Eğer bir politikacıysanız, iktidar aşkıyla hareket ediyor olabilirsiniz, ancak kural olarak bu dürtü, bir nedenden ötürü statükoya tercih ettiğiniz bazı durumların gerçekleştiğini görme arzusuyla birleşecektir.
Russell daha sonra bir dizi ikincil dürtüye yönelir. İnsan yaşamında can sıkıntısı ve heyecanın etkileşimine dair kalıcı fikirlerini yineleyerek, heyecan aşkı kavramıyla başlar:
Deneyimler, her ne olursa olsun can sıkıntısından kaçmanın neredeyse tüm insanların en güçlü arzularından biri olduğunu göstermektedir.
Bu sarhoş edici heyecan aşkının, beden ve zihin arasındaki doğal bağı kıran modern yaşamın hareketsiz doğası tarafından daha da güçlendirildiğini savunuyor. Thoreau’nun hareketsiz yaşam tarzına karşı enfes çıkışından bir asır sonra Russell şöyle yazıyor:
Zihinsel yapımız çok ağır fiziksel emek gerektiren bir yaşama uygundur. Gençken tatillerimi yürüyerek geçirirdim. Günde yirmi beş mil yol kat ediyordum ve akşam olduğunda can sıkıntısından kurtulmak için hiçbir şeye ihtiyacım yoktu, çünkü oturmanın keyfi bana yetiyordu. Ancak modern yaşam bu fiziksel olarak yorucu ilkelerle yürütülemez. İşlerin büyük bir kısmı hareketsizdir ve çoğu el işi sadece birkaç özel kası çalıştırır.

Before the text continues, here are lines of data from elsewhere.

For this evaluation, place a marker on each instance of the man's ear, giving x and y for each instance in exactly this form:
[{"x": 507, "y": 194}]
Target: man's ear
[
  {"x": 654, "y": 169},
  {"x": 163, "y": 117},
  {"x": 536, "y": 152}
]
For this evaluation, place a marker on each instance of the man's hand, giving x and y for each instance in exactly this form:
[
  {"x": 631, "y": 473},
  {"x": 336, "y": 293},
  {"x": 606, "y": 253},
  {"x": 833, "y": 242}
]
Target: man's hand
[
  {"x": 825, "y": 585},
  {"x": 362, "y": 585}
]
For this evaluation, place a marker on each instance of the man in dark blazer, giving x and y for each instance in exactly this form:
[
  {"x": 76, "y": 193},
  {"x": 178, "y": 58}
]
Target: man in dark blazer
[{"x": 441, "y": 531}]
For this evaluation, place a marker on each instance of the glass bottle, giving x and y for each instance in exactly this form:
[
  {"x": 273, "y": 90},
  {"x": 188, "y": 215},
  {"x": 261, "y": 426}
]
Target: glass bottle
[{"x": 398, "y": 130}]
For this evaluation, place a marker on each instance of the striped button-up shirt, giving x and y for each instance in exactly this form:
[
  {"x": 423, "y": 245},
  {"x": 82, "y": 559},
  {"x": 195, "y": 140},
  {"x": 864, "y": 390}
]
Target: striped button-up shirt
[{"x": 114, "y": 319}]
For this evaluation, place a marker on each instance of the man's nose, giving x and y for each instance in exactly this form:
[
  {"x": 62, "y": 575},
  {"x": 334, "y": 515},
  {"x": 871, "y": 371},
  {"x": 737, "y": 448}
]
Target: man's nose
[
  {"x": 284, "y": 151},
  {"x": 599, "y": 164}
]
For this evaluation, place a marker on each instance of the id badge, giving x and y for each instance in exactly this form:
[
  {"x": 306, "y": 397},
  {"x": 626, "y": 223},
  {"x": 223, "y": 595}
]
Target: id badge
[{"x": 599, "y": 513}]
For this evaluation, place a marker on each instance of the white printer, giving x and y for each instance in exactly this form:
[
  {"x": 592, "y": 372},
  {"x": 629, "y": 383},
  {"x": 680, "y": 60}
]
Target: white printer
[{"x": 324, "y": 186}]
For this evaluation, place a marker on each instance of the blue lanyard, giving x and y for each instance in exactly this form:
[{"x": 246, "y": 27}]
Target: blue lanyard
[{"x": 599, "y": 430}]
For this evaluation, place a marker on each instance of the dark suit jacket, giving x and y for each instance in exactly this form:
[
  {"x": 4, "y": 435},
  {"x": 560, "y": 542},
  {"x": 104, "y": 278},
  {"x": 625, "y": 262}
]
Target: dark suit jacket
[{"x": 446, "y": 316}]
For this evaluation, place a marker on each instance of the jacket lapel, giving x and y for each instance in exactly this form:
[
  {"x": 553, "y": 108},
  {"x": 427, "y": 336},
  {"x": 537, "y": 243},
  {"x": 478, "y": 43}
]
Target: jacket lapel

Trafalgar Meydanı’nda toplanan kalabalıklar, hükümetin kendilerini öldürtmeye karar verdiğine dair bir duyuruyu yankılandırmak için tezahürat yaptıklarında, o gün hepsi yirmi beş mil yürümüş olsalardı bunu yapmazlardı. Eğer insan ırkı hayatta kalacaksa, heyecan aşkını üreten kullanılmayan fiziksel enerjinin masum bir şekilde dışarı atılmasını sağlayacak başka yollar bulunmalıdır… Dans salonlarından çıkan bir savaşı hiç duymadım.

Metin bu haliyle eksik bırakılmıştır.